1900-1904


In 1900 a block of houses had been built in Vicarage Road, Lye, next to the church schools - Infants, Boys and Girls. My parents and four sisters moved into one of these from further up the same street. There were eight in the block each with its own entrance and separated by a wall running upward for the length of the garden; and each with their own privvy at the top with a two seater bench inside.

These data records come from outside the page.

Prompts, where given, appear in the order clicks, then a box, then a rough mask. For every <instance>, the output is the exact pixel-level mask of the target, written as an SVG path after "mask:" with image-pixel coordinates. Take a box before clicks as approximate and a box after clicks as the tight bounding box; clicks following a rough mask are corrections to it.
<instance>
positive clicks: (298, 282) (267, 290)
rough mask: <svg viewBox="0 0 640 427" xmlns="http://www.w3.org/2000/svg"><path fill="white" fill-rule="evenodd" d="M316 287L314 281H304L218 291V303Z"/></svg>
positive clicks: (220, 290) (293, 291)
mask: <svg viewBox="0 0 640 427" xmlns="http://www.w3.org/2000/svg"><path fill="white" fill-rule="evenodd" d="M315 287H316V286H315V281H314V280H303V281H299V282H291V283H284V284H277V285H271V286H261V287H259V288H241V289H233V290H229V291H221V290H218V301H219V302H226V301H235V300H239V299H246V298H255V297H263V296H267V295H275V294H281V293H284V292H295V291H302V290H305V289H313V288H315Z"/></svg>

I was born on the 18th of September in the year of 1904, the last of our family for my mother was by then thirty eight years of age and my father was forty two. He had started out in his early life as a clay miner as I gathered from some of his recollections but he had for some time attended the School of Art which used to be held in the old music rooms at Stourbridge in his early years, and he was on friendly terms with another his age named Frank Short who later became the famous engraver and Royal Academician. Dad's uncle, Henry Pardoe, who lived in one of the three old cottages in the High Street opposite the Parish church, had a camera of some kind which gave my father his first insight into photography. Uncle Henry was always "messing and bodging" about with his camera taking pictures and making his own wooden "dark slides" etc. Father did the same and from about 1880 could "take pictures himself" and must have augmented his meagre earnings in this way.


Myra Pardoe with Bill

It was undoubtedly a hard life with four small children to provide for (I was not then born) but by the time he moved into No.6 Vicarage Road he was able to build a small studio with a few pounds left to him by Uncle Henry. He had given up his clay mining, much to the dismay of all the family's relatives who said he would not have a "Saturday Night" again giving up his job for that "sauny trade". Mother was wont to reassure them that every night was a Saturday night for her.

6 Vicarage Road, Lye in 2008

As far as memory serves me his studio was a shed about twelve feet wide and twenty feet long with a lot of windows on one side, oil cloth on the floor and a small darkroom opening out at the back. Dad was a dab hand at painting backgrounds which were all the rage in Victorian times with columns and balustrades rising into a kind of scenic picture and there were always two or three around. Outside, at the back of the darkroom, was a table which on dry days would hold about twenty frames.   Postcards and halfplate and most photographs in those early days were printed out in the daylight on paper known as P.O.P. which was afterwards toned with a gold solution, giving the photograph a pleasing purple-black colour. Most of the work consisted of either Carte de Visite types or halfplate mounted on a card with an elaborate border and name and address on the back. This was his staple work although later, as he progressed, he would go out with a large 12x10 camera and cover a wedding or a bowling club group (of which there were several around) which was a more lucrative job.
Bill in his father's studio about 1910 showing a typical painted background.